Bush was much worse than Obama. Perry I don't know about that man. My gut feeling is he says what he needs to say to get elected and wouldn't be a religious fundamentalist if elected and might be able to actually work both sides to get things done. So I'm thinking he wouldn't be near as bad as Bush. Bush was defiantly more sincere but that didn't work out for him.

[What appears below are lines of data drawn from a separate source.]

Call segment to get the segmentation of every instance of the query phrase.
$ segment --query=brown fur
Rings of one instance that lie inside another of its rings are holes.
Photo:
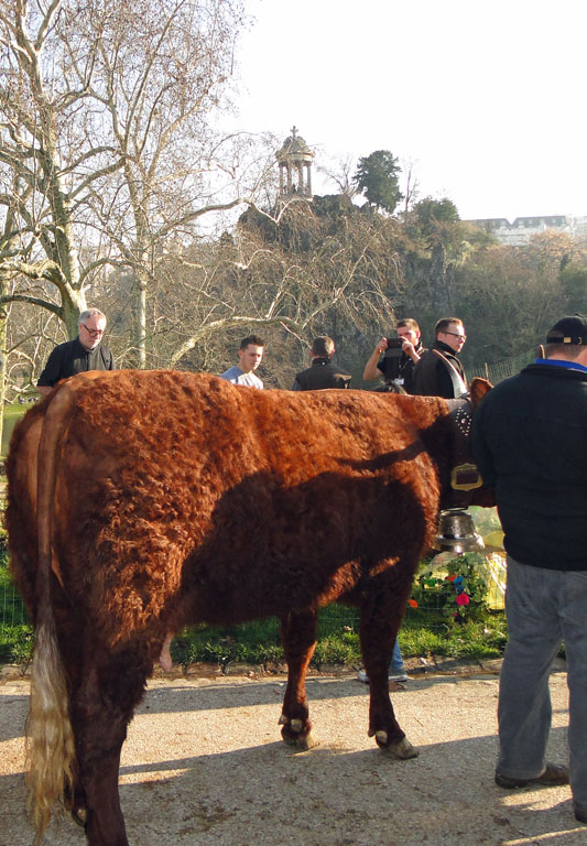
[[[29,412],[7,467],[11,566],[37,630],[54,632],[68,704],[47,692],[43,653],[37,829],[61,792],[85,810],[90,846],[127,846],[120,747],[165,633],[188,623],[281,618],[282,734],[304,746],[316,610],[359,605],[369,733],[415,753],[387,668],[446,505],[453,441],[437,398],[256,391],[172,371],[81,375]]]

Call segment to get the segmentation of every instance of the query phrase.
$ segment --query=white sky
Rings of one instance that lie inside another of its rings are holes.
[[[315,164],[390,150],[421,198],[448,196],[464,219],[587,215],[585,0],[246,8],[239,128],[285,139],[295,123]]]

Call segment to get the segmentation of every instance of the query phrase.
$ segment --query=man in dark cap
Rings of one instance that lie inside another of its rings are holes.
[[[558,321],[541,358],[500,382],[472,447],[508,552],[509,642],[499,693],[501,788],[566,784],[587,823],[587,317]],[[565,643],[569,768],[545,759],[548,673]]]
[[[328,335],[320,335],[312,341],[312,367],[295,377],[294,391],[322,391],[326,388],[348,388],[351,377],[333,365],[335,343]]]

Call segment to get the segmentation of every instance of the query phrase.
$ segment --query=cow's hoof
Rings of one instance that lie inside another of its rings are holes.
[[[86,827],[86,817],[87,817],[87,811],[85,807],[72,809],[72,820],[74,821],[74,823],[77,823],[77,825],[81,826],[81,828]]]
[[[282,726],[281,736],[287,746],[293,746],[300,751],[306,751],[318,746],[318,741],[314,740],[312,736],[309,723],[304,724],[302,719],[295,717],[294,719],[287,719],[282,714],[280,725]]]
[[[308,749],[315,749],[319,746],[319,740],[316,740],[312,731],[307,735],[286,735],[282,731],[282,737],[287,746],[293,747],[298,752],[307,752]]]
[[[388,745],[388,733],[377,731],[376,740],[382,752],[385,752],[385,755],[389,755],[391,758],[396,758],[399,761],[407,761],[410,758],[417,758],[420,755],[418,750],[415,746],[412,746],[406,737],[402,737],[401,740]]]

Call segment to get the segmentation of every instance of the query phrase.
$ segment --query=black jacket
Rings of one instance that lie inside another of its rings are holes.
[[[297,373],[292,390],[322,391],[325,388],[348,388],[351,378],[348,373],[340,372],[329,358],[315,358],[312,367]]]
[[[39,386],[52,388],[59,379],[68,376],[85,373],[87,370],[113,370],[115,360],[111,351],[105,344],[99,344],[95,349],[87,350],[79,338],[58,344],[45,365],[45,369],[39,377]]]
[[[433,351],[435,349],[443,358]],[[447,361],[453,367],[447,365]],[[413,384],[412,392],[420,397],[444,397],[446,400],[453,400],[467,390],[467,375],[448,344],[435,340],[415,366]]]
[[[508,553],[530,566],[587,570],[587,372],[530,365],[486,395],[471,437]]]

+1 More evidence of how clueless he is http://news.yahoo.com/rick-perry-cl...idential-powers-kill-obamacare-191804863.html Rick Perry Clueless On Use Of Executive Presidential Powers To Kill Obamacare Looking toward to a not-s0-distant future where Rick Perry could occupy the Oval Office, candidate Perry had this to say when speaking last week in South Carolina- If I'm so fortunate to be elected the president of the United States, on Day One, when I walk into the Oval Office, there will be an executive order on that desk that eliminates as much of ObamaCare that I can have done with an executive order. Via MSNBC What should disturb you about this vision of the future is not so much that a President Perry would try to bring Obamacare to an end as that is to be expected from any GOP contender.What should give you pause is that, in a Perry White House, our 45th president would begin his term by signing an executive order that would be, for all real purposes, a blank page. Talk about an inauspicious beginning as representative of what I fear we might continue to expect from a President Perry. Like it or not, there is virtually nothing a president can do by executive order to overturn this legislation passed by the Congress and signed into law by the current President. While a future Congress could, theoretically, bring the Accountable Care Act to an end, and while the Supreme Court may yet destroy part or all of the law before Perry needs to make good on a promise that he cannot possibly keep, the simple fact is that there is really no impact on the law that might result from such an executive order.